Триссиль все еще жива, когда ее кладут ему почти под ноги. Точно на границу между еще живыми и уже мертвыми.

Это долгое, бесконечно долгое, страшное мгновение.

— Этого уберите, — запыхавшийся в своей сутане госпитальер быстро шел вдоль рядов раненных, — у этого кровотечение, этому не помочь…

Ниротиль, бездумно зависший над безжизненной Трис, обратил внимание на ее правую руку. Безымянный и мизинец на смуглой кисти почти целиком отсутствовали. Крови не текло. Ее рука горела — судя по виду, как и часть ее лица, и волосы… И все еще она была жива. Тихо ругалась на ильти, жалобно просила убрать «эту дрянь» с глаз. Ниротиль отвернулся, надеясь, что хотя бы глаза ее целы.Она не перенесет слепоты.

Хотя с этой женщиной ни в чем нельзя было быть уверенным.

*

Женщины. К тридцати пяти полководец Лиоттиэль знал, что они всегда останутся его слабостью, и не рисковал набирать воительниц в армию. Все изменила она — подобранная им ружанка, которую они поначалу звали или просто «женщиной», или «сестрой», а уже после к ней одно за другим стали прилипать прозвища.

Она не была похожа на других женщин. Триссиль не плакала из-за ран. Даже в первые дни в его лагере, в тот тяжелый, голодный год, она ни разу не плакала. Первое, что она сделала, когда прибыла, это отрезала волосы так коротко, как смогла, соскребла с себя грязь и прикосновения насильников в поилке для лошадей и сожгла почти всю одежду.

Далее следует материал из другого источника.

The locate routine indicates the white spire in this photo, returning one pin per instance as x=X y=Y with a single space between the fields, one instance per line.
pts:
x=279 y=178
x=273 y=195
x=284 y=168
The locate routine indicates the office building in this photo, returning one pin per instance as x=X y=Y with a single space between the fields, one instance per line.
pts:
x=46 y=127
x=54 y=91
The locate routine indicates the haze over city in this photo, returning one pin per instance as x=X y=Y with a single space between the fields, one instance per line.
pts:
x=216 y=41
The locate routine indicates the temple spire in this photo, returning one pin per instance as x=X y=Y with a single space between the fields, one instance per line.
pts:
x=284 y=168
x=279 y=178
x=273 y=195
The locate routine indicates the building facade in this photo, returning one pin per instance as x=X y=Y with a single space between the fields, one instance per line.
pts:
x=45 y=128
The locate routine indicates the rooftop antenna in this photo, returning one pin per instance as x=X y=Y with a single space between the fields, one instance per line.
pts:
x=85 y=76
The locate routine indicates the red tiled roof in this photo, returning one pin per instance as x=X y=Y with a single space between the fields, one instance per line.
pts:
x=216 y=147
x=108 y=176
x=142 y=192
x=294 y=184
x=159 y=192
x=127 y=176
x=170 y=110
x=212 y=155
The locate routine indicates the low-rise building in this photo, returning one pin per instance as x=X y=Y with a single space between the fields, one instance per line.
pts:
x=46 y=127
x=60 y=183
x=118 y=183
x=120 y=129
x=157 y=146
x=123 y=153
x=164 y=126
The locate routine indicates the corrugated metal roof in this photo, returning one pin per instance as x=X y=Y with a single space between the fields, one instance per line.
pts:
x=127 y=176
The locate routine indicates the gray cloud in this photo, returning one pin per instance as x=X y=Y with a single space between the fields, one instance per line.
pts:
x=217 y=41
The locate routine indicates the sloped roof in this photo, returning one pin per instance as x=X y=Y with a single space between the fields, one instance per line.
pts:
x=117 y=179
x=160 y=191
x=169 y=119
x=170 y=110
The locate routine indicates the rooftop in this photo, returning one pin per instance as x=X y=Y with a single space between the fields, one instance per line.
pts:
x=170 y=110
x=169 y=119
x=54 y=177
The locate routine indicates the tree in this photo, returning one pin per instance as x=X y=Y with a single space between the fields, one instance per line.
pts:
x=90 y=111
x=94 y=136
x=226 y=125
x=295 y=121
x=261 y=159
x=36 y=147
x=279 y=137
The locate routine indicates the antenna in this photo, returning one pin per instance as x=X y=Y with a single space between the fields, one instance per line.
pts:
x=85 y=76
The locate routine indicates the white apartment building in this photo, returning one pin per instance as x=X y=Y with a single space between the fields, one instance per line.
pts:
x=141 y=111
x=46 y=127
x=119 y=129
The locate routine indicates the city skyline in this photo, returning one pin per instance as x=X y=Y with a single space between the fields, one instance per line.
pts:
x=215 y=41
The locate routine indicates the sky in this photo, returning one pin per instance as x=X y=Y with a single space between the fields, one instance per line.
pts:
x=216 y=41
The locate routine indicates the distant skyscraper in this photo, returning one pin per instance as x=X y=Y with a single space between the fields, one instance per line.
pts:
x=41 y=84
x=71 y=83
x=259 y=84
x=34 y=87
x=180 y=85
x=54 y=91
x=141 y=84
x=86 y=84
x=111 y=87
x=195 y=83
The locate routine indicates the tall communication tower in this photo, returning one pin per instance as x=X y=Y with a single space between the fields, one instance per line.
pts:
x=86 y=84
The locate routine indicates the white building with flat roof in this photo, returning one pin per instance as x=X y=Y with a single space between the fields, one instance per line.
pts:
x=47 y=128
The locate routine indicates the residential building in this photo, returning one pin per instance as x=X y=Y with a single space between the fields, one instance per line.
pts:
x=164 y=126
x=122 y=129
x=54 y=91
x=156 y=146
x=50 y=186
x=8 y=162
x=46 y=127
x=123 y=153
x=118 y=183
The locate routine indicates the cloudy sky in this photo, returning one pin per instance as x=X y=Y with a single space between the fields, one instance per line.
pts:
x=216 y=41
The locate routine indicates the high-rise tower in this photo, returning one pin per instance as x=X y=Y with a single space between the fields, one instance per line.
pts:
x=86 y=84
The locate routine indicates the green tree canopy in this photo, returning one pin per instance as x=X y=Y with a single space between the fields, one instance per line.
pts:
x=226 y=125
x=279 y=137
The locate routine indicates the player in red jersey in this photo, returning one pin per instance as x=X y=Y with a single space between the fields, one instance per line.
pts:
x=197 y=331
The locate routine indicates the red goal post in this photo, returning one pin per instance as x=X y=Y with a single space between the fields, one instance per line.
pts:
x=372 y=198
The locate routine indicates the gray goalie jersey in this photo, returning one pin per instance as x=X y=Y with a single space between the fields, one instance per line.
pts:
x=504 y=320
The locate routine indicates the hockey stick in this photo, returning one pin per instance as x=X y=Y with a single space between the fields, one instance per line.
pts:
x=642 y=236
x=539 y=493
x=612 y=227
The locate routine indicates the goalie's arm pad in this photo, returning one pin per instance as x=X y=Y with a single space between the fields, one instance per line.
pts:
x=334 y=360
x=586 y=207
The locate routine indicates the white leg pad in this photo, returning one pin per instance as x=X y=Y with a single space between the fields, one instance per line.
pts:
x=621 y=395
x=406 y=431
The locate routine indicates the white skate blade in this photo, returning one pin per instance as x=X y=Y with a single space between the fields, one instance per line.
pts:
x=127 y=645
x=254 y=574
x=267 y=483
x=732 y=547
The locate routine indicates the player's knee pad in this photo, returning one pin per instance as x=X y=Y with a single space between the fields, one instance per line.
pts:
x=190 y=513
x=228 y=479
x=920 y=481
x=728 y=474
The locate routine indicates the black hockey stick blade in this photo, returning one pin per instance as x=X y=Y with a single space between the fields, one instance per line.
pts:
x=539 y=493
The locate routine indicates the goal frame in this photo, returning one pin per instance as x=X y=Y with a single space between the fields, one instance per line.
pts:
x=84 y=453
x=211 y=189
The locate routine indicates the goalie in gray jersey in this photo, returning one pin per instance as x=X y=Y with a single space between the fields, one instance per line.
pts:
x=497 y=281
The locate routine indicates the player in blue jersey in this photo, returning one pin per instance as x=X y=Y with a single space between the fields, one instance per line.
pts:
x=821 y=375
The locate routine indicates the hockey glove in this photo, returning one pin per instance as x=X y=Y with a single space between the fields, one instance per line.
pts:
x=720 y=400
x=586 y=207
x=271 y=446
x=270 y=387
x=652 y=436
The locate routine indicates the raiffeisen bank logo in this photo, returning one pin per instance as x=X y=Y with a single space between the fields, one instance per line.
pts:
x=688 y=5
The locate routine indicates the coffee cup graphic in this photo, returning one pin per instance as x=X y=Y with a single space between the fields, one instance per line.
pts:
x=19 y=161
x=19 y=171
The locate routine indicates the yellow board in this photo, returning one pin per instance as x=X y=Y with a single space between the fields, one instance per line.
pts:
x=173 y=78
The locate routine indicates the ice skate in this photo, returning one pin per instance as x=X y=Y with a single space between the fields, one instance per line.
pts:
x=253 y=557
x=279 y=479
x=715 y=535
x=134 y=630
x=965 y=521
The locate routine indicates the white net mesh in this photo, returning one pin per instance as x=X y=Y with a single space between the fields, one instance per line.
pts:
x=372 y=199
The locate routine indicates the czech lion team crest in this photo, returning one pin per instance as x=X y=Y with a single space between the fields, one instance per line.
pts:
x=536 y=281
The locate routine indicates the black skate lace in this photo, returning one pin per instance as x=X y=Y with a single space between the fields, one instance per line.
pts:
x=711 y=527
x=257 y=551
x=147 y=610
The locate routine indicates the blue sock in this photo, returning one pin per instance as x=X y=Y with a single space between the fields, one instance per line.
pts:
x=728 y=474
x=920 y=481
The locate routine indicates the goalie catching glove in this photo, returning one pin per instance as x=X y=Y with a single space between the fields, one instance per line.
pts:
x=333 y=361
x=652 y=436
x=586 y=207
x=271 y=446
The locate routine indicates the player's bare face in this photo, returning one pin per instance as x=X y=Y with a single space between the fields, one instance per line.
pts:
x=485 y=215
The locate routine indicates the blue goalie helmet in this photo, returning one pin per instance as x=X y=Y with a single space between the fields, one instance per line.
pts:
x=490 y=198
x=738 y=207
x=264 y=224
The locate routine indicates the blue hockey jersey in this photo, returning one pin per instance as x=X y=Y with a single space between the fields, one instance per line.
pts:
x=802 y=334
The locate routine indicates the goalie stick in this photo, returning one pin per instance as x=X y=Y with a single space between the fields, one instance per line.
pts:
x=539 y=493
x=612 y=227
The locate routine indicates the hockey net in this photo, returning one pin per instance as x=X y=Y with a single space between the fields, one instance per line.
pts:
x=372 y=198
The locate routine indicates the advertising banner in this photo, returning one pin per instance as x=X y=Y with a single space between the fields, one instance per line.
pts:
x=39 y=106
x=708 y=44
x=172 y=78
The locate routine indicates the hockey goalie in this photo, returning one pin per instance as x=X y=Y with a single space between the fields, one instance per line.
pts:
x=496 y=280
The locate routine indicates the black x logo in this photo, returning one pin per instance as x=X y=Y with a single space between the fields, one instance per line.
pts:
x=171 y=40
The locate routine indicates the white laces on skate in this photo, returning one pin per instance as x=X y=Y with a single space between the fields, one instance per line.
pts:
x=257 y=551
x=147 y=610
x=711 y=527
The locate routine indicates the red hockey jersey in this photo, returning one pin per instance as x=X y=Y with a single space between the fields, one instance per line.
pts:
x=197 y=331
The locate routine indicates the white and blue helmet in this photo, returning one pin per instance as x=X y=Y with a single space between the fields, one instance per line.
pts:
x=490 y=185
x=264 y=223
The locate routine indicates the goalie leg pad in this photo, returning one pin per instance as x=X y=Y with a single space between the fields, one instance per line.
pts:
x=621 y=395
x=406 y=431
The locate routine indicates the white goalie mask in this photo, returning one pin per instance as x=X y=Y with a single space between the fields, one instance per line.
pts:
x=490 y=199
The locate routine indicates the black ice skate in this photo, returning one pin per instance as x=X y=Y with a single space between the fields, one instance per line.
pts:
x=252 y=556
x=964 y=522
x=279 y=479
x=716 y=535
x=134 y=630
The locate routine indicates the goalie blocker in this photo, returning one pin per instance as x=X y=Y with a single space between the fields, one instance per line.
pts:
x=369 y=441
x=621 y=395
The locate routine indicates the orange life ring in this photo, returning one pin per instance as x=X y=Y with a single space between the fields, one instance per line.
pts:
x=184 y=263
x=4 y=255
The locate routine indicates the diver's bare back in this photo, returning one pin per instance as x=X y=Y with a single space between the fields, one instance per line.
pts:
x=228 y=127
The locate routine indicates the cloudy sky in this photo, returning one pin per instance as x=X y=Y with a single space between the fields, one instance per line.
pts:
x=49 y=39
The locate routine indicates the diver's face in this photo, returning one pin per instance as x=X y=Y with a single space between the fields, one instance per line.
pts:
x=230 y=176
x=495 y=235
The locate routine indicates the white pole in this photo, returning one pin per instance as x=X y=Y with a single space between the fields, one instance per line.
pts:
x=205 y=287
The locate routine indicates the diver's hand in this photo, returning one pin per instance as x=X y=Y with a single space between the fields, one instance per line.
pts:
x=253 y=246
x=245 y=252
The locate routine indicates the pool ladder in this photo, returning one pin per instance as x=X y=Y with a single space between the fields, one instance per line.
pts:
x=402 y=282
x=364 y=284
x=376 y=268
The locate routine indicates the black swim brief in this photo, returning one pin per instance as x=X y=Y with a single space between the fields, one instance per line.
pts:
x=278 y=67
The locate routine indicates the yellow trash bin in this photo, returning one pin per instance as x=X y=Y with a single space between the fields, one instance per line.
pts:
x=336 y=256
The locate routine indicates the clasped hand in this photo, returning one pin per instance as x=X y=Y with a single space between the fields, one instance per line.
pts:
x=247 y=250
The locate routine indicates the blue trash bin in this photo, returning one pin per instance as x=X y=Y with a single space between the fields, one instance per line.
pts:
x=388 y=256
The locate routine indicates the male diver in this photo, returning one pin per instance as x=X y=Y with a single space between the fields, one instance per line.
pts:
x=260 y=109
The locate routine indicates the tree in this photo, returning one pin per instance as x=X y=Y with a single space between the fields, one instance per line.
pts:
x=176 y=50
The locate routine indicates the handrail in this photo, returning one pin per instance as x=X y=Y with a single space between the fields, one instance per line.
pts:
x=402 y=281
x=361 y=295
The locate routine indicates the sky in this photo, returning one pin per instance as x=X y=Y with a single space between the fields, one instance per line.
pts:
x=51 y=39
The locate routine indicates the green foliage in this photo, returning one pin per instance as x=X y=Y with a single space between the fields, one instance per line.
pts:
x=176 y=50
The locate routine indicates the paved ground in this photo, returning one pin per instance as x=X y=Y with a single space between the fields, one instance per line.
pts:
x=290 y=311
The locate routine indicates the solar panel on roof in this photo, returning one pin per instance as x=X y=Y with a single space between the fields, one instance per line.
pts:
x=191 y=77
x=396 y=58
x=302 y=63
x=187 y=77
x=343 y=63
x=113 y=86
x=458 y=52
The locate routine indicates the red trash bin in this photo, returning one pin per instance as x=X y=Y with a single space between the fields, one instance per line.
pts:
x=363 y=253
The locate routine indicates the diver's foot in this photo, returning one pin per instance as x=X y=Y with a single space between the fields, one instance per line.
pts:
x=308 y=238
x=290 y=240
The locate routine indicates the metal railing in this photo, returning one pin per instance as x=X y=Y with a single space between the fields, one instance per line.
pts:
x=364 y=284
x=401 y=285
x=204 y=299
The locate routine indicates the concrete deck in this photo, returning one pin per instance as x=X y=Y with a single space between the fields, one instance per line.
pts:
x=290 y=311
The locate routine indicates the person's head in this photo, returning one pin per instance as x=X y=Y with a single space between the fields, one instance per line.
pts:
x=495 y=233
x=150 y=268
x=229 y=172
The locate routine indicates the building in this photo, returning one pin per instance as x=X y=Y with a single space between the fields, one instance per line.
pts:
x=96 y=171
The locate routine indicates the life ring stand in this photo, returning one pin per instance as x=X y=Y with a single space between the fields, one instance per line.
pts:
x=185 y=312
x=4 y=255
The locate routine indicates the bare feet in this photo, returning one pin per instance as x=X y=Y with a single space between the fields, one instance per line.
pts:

Ниротиль долго раздумывал над тем, куда приблудную женщину поселить. Она сама избрала его шатер, улеглась у него в ногах и там провела следующие два месяца. Руги, служившие у полководца, пояснили, что тем самым она признает его военачальником и своим командиром.

Дважды ему за этот срок пришлось отбирать у нее ножи, которыми она намеревалась перерезать себе горло.

— Теперь твоя жизнь принадлежит мне, и я решу, когда ты ее отдашь, — нашелся он с ответом после тщательного обдумывания ее положения, — поняла? Никакой крови в моем шатре.

— Яд или веревка не сделают много крови, — на корявой хине, поразмыслив, ответила женщина. Ниротиль засмеялся.